FEPR (Riftbound Rules)

I designed the concept of FEPR for Riftbound: Finalize, Execute, Pass, Resolve. It is the sequence of understanding and processing items on our chain. Players Finalize items on the Chain, then they can Execute actions that are available given the current game status, then priority passes if nothing has changed, then the chain is Resolved. It is a handy mnemonic (also of my creation) that has served to help organize player thinking in a game medium that does not have software to mediate out the complexities of a competitive game. “FEPRing the chain” is now a common device players use to solve their own problems and teach newcomers the game.

Riftbound: Origins

My work on the inaugural set of Riftbound was broad.

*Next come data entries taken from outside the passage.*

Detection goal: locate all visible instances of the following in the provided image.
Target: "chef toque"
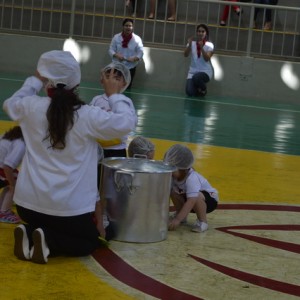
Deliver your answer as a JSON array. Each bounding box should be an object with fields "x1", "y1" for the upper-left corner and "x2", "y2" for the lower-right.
[{"x1": 37, "y1": 50, "x2": 81, "y2": 90}]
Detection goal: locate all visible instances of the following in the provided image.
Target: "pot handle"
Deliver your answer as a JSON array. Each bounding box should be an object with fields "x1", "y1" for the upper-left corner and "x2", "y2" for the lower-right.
[{"x1": 114, "y1": 170, "x2": 138, "y2": 194}]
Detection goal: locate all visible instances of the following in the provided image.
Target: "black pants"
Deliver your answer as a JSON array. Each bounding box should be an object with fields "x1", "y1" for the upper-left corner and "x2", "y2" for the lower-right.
[
  {"x1": 17, "y1": 205, "x2": 102, "y2": 257},
  {"x1": 127, "y1": 67, "x2": 136, "y2": 90}
]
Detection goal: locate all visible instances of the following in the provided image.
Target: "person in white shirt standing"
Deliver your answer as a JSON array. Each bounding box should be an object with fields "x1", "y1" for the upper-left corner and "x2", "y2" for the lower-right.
[
  {"x1": 90, "y1": 62, "x2": 137, "y2": 227},
  {"x1": 109, "y1": 18, "x2": 144, "y2": 90},
  {"x1": 3, "y1": 50, "x2": 136, "y2": 264},
  {"x1": 90, "y1": 62, "x2": 137, "y2": 234},
  {"x1": 90, "y1": 62, "x2": 136, "y2": 162},
  {"x1": 184, "y1": 24, "x2": 214, "y2": 97}
]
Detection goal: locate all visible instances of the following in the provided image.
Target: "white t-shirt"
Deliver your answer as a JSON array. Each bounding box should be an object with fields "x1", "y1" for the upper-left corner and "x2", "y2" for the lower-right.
[
  {"x1": 90, "y1": 93, "x2": 137, "y2": 150},
  {"x1": 3, "y1": 76, "x2": 137, "y2": 217},
  {"x1": 187, "y1": 41, "x2": 214, "y2": 80},
  {"x1": 172, "y1": 168, "x2": 218, "y2": 201},
  {"x1": 0, "y1": 138, "x2": 25, "y2": 169}
]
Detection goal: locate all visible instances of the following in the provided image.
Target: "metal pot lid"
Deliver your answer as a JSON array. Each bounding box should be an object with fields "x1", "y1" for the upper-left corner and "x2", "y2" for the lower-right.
[{"x1": 101, "y1": 157, "x2": 176, "y2": 173}]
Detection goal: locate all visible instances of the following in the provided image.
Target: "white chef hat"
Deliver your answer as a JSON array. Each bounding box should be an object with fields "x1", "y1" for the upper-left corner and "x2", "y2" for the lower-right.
[
  {"x1": 37, "y1": 50, "x2": 81, "y2": 90},
  {"x1": 101, "y1": 62, "x2": 131, "y2": 93}
]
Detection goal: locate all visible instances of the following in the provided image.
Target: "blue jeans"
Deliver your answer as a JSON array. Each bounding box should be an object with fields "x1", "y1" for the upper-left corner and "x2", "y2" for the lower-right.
[{"x1": 185, "y1": 72, "x2": 210, "y2": 97}]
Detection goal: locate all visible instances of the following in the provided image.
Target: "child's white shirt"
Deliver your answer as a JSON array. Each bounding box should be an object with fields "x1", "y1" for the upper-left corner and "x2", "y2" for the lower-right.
[
  {"x1": 172, "y1": 168, "x2": 218, "y2": 201},
  {"x1": 90, "y1": 93, "x2": 137, "y2": 150}
]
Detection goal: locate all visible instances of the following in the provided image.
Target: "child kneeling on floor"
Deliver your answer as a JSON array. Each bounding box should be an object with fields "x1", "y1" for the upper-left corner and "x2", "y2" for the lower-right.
[{"x1": 163, "y1": 144, "x2": 219, "y2": 232}]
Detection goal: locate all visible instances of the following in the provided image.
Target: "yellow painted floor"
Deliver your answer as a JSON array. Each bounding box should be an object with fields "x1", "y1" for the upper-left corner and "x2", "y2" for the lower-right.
[{"x1": 1, "y1": 125, "x2": 300, "y2": 299}]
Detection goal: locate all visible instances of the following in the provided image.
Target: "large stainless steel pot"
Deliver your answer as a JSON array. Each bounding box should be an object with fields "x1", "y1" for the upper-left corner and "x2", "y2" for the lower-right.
[{"x1": 100, "y1": 157, "x2": 176, "y2": 243}]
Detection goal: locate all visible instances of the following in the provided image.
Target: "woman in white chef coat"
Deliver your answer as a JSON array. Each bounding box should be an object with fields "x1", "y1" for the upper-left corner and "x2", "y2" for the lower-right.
[{"x1": 3, "y1": 50, "x2": 136, "y2": 264}]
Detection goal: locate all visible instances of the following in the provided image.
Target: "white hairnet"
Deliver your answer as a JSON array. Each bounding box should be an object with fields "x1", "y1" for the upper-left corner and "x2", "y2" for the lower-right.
[
  {"x1": 128, "y1": 136, "x2": 155, "y2": 158},
  {"x1": 102, "y1": 62, "x2": 131, "y2": 93},
  {"x1": 163, "y1": 144, "x2": 194, "y2": 169},
  {"x1": 37, "y1": 50, "x2": 81, "y2": 90}
]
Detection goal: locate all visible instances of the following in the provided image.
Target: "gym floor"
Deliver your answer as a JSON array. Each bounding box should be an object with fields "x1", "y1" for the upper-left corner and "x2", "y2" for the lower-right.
[{"x1": 0, "y1": 74, "x2": 300, "y2": 299}]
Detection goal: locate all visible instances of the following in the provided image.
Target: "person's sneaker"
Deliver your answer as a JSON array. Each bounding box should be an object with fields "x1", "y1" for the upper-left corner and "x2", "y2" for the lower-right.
[
  {"x1": 220, "y1": 21, "x2": 226, "y2": 26},
  {"x1": 0, "y1": 210, "x2": 21, "y2": 224},
  {"x1": 191, "y1": 220, "x2": 208, "y2": 233},
  {"x1": 30, "y1": 228, "x2": 50, "y2": 264},
  {"x1": 169, "y1": 212, "x2": 187, "y2": 224},
  {"x1": 14, "y1": 224, "x2": 30, "y2": 260}
]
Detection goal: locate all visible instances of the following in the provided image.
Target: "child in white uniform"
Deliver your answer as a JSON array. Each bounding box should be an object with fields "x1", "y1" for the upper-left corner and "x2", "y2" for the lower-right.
[
  {"x1": 90, "y1": 62, "x2": 137, "y2": 188},
  {"x1": 91, "y1": 63, "x2": 137, "y2": 235},
  {"x1": 163, "y1": 144, "x2": 218, "y2": 232},
  {"x1": 90, "y1": 62, "x2": 136, "y2": 159},
  {"x1": 128, "y1": 136, "x2": 155, "y2": 159},
  {"x1": 0, "y1": 126, "x2": 25, "y2": 223}
]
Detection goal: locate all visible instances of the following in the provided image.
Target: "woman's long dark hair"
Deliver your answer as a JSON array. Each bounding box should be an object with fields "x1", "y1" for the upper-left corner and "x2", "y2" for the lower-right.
[
  {"x1": 45, "y1": 84, "x2": 85, "y2": 149},
  {"x1": 197, "y1": 23, "x2": 210, "y2": 40},
  {"x1": 2, "y1": 126, "x2": 23, "y2": 141}
]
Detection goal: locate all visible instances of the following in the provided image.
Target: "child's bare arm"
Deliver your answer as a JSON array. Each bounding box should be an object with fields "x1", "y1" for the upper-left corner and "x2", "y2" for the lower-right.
[
  {"x1": 169, "y1": 197, "x2": 197, "y2": 230},
  {"x1": 176, "y1": 197, "x2": 197, "y2": 222}
]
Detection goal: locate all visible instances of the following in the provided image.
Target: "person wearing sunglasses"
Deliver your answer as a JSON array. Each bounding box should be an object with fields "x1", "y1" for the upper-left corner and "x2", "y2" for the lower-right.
[{"x1": 184, "y1": 24, "x2": 214, "y2": 97}]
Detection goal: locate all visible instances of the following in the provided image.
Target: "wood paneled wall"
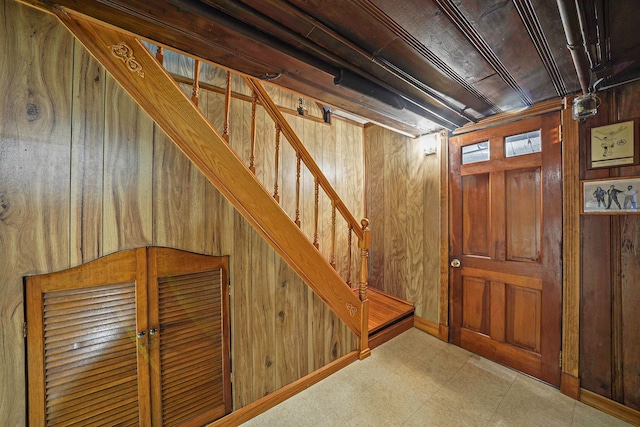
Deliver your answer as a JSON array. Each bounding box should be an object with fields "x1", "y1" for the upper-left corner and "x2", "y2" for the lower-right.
[
  {"x1": 579, "y1": 80, "x2": 640, "y2": 412},
  {"x1": 364, "y1": 126, "x2": 442, "y2": 323},
  {"x1": 0, "y1": 2, "x2": 361, "y2": 424}
]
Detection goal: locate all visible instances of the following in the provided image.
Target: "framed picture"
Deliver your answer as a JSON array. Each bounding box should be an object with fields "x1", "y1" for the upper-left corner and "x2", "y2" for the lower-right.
[
  {"x1": 582, "y1": 177, "x2": 640, "y2": 214},
  {"x1": 587, "y1": 119, "x2": 639, "y2": 169}
]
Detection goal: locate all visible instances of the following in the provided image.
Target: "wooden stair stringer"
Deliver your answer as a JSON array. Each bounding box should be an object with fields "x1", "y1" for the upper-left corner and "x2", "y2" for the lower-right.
[{"x1": 46, "y1": 6, "x2": 364, "y2": 335}]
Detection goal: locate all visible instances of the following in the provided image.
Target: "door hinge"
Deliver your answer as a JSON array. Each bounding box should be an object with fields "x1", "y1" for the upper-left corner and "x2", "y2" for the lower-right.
[
  {"x1": 23, "y1": 322, "x2": 28, "y2": 338},
  {"x1": 559, "y1": 350, "x2": 562, "y2": 369}
]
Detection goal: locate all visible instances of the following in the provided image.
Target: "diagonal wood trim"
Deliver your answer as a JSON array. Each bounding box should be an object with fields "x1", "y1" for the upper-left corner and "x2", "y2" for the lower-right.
[
  {"x1": 435, "y1": 0, "x2": 533, "y2": 107},
  {"x1": 512, "y1": 0, "x2": 567, "y2": 96},
  {"x1": 43, "y1": 6, "x2": 363, "y2": 334}
]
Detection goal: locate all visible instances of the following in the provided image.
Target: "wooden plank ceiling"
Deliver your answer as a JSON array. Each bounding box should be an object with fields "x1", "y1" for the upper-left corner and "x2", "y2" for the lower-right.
[{"x1": 30, "y1": 0, "x2": 640, "y2": 136}]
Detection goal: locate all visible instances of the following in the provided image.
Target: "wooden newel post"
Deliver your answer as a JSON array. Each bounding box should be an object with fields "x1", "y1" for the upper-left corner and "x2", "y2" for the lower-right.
[
  {"x1": 358, "y1": 218, "x2": 371, "y2": 360},
  {"x1": 358, "y1": 218, "x2": 370, "y2": 302}
]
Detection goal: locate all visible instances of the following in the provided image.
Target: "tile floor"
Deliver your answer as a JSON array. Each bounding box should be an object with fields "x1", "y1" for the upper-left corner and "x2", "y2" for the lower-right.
[{"x1": 240, "y1": 328, "x2": 632, "y2": 427}]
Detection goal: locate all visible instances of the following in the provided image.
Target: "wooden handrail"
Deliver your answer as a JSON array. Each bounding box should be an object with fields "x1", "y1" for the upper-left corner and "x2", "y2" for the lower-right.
[
  {"x1": 243, "y1": 77, "x2": 365, "y2": 242},
  {"x1": 51, "y1": 9, "x2": 364, "y2": 335}
]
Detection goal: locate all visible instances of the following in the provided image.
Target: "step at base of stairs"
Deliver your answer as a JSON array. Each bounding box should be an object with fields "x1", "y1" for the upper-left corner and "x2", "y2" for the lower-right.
[{"x1": 358, "y1": 288, "x2": 415, "y2": 350}]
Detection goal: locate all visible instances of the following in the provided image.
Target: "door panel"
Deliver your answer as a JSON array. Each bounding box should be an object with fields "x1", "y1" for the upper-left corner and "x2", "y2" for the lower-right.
[
  {"x1": 505, "y1": 168, "x2": 541, "y2": 262},
  {"x1": 449, "y1": 113, "x2": 562, "y2": 386},
  {"x1": 462, "y1": 174, "x2": 490, "y2": 256},
  {"x1": 461, "y1": 276, "x2": 490, "y2": 334}
]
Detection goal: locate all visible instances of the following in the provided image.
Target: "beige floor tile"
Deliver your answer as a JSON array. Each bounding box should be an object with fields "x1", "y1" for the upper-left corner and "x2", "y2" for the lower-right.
[
  {"x1": 571, "y1": 402, "x2": 634, "y2": 427},
  {"x1": 487, "y1": 374, "x2": 575, "y2": 427},
  {"x1": 239, "y1": 329, "x2": 632, "y2": 427},
  {"x1": 311, "y1": 411, "x2": 345, "y2": 427},
  {"x1": 404, "y1": 398, "x2": 490, "y2": 427},
  {"x1": 430, "y1": 355, "x2": 516, "y2": 425}
]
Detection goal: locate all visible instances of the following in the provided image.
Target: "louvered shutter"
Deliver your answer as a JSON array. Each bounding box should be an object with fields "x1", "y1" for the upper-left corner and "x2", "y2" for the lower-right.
[
  {"x1": 26, "y1": 249, "x2": 150, "y2": 426},
  {"x1": 26, "y1": 247, "x2": 230, "y2": 426},
  {"x1": 148, "y1": 248, "x2": 231, "y2": 427}
]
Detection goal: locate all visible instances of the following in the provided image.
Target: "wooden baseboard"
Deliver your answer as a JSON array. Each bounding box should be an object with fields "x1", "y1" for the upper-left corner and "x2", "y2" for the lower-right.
[
  {"x1": 414, "y1": 316, "x2": 449, "y2": 342},
  {"x1": 580, "y1": 388, "x2": 640, "y2": 426},
  {"x1": 560, "y1": 372, "x2": 580, "y2": 399},
  {"x1": 413, "y1": 316, "x2": 438, "y2": 337},
  {"x1": 438, "y1": 324, "x2": 449, "y2": 342},
  {"x1": 210, "y1": 350, "x2": 359, "y2": 426}
]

I worked on the initial design, iteration, and balance of many of the individual cards and archetypes that made it to final print. However among them two archetypes stand out as primarily my responsibility in design: Sett and Jinx. I was responsible for creating their play patterns that evoke their League fantasies in an entirely new medium. For Jinx it is a discard archetype: Unloading your hand and “Reloading the Cylinder” to keep going. She gains benefits for having an empty hand and discarding cards prematurely. Sett, meanwhile, is The Boss and uses the Buffs system I designed to be a bully while controlling space. These archetypes have delighted players in how they evoke their League counterparts, and serve as strong backboards to learn the game.